The people the source of all power here as elsewhere.—Manages its own affairs.—No corporation.—The greater part of the authority vested in the hands of the Selectmen.—How the Selectmen act.—Town-meeting.—Enumeration of the public officers of the township.—Obligatory and remunerated functions.

In the township, as well as everywhere else, the people is the only source of power; but in no stage of government does the body of citizens exercise a more immediate influence. In America, the people is a master whose exigencies demand obedience to the utmost limits of possibility.

In New England the majority acts by representatives in the conduct of the public business of the State; but if such an arrangement be necessary in general affairs, in the townships, where the legislative and administrative action of the government is in more immediate contact with the subject, the system of representation is not adopted.
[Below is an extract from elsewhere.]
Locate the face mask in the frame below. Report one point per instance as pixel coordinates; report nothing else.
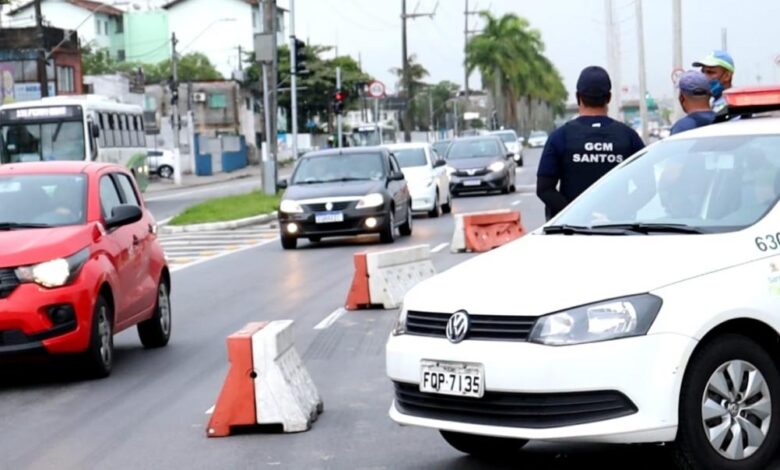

There is no corporation; but the body of electors, after having designated its magistrates, directs them in everything that exceeds the simple and ordinary executive business of the State[1].

  1. The same rules are not applicable to the great towns, which generally have a mayor, and a corporation divided into two bodies: this, however, is an exception which requires the sanction of a law.—See the Act of the 22nd February 1822, for appointing the authorities of the City of Boston. It frequently happens that small towns as well as cities are subject to a peculiar administration. In 1832, 104 townships in the State of New York were governed in this manner. Williams's Register.